OCR Accuracy Level
The question that comes up quite often in our engagements is – “What is your typical field acceptance rate and OCR accuracy level for Marks, Characters, and Handwriting text (Also Red Dropout vs Non-dropout)? Does your software do boilerplate drop-out?”
Accuracy is always dependent on the quality and type of the original document. My rule of thumb is that if you cant see it clearly with your eyes, OCR will not do a good job with it either. The better the image quality the higher our accuracy ratings will be. That said, we employ a voting engine that will catch most mistakes.
This analysis is based on standard 300 dpi TIFF or electronically generated PDF, or at scan time, image processing is applied like red-drop-out. On text, based documents, we typically see upwards of 90% character recognition accuracy (that is 90 out of 100 words and marks related to extracted metadata fields. On “clean” and proper registered documents, this percentage rises to upwards of 95%.
For Handwriting recognition (ICR), we typically see upwards of 75% if it is block letters, constrained and structured (comb fields).

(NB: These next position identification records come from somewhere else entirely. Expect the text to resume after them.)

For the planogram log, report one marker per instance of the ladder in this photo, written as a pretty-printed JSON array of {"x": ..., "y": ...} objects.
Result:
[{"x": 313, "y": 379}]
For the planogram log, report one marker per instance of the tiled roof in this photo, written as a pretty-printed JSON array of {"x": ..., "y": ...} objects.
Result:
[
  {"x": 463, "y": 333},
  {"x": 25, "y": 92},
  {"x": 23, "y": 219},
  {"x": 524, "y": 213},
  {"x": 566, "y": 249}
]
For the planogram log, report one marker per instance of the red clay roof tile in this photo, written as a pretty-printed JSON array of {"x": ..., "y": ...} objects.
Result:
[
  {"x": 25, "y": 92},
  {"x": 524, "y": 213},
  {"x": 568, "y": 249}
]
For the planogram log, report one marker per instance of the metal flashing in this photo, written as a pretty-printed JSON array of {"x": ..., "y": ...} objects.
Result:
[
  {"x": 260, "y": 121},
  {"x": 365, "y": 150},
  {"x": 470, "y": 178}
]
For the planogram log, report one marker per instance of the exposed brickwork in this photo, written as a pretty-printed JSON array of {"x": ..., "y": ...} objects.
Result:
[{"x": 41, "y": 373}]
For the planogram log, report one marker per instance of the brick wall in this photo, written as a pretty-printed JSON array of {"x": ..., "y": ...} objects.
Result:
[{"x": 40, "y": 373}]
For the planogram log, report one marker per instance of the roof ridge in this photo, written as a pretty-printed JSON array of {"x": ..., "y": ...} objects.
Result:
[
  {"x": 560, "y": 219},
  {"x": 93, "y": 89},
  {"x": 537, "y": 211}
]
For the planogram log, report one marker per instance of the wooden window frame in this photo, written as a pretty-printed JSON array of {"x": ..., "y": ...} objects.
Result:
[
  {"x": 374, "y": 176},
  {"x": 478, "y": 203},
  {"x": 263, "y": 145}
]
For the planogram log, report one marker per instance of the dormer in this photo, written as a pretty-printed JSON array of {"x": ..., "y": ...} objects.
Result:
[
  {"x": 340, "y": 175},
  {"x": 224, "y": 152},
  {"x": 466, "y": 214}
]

Cursive Handwriting Recognition generally delivers upwards of 50% accuracy, but also improves over use with learning and training.

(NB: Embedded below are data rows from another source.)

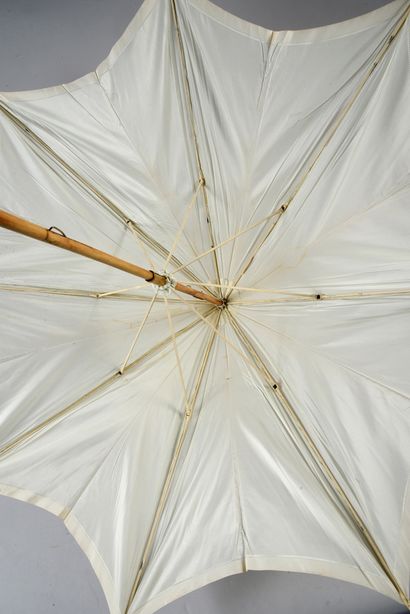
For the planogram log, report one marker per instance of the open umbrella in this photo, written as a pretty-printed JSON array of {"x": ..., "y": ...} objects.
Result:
[{"x": 245, "y": 403}]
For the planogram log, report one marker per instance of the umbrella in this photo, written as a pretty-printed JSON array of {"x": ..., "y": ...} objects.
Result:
[{"x": 245, "y": 404}]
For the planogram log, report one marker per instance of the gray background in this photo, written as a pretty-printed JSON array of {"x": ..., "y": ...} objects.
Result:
[{"x": 42, "y": 570}]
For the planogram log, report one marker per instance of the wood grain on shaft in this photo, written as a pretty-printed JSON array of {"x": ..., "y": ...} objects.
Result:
[{"x": 18, "y": 224}]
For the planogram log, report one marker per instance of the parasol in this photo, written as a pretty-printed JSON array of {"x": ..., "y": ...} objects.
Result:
[{"x": 245, "y": 404}]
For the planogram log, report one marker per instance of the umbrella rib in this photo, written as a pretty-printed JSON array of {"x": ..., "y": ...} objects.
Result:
[
  {"x": 138, "y": 333},
  {"x": 116, "y": 294},
  {"x": 166, "y": 489},
  {"x": 330, "y": 132},
  {"x": 228, "y": 240},
  {"x": 292, "y": 297},
  {"x": 85, "y": 183},
  {"x": 188, "y": 96},
  {"x": 185, "y": 219},
  {"x": 317, "y": 456},
  {"x": 11, "y": 445},
  {"x": 51, "y": 236},
  {"x": 178, "y": 359}
]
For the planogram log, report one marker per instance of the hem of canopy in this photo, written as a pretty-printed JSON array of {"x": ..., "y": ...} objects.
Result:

Boiler template dropout – all image processing settings are global. If required, separate workflows that include unique settings can be designed for identified document sets from a specific identified destination.
Whose engines do you use? Do you have a proprietary engine?
We employ two main OCR engines: Nuance Omnipage and OpenText Recostar.
Optional are the A2iA recognition engines. We can also license other 3rd party engines as required.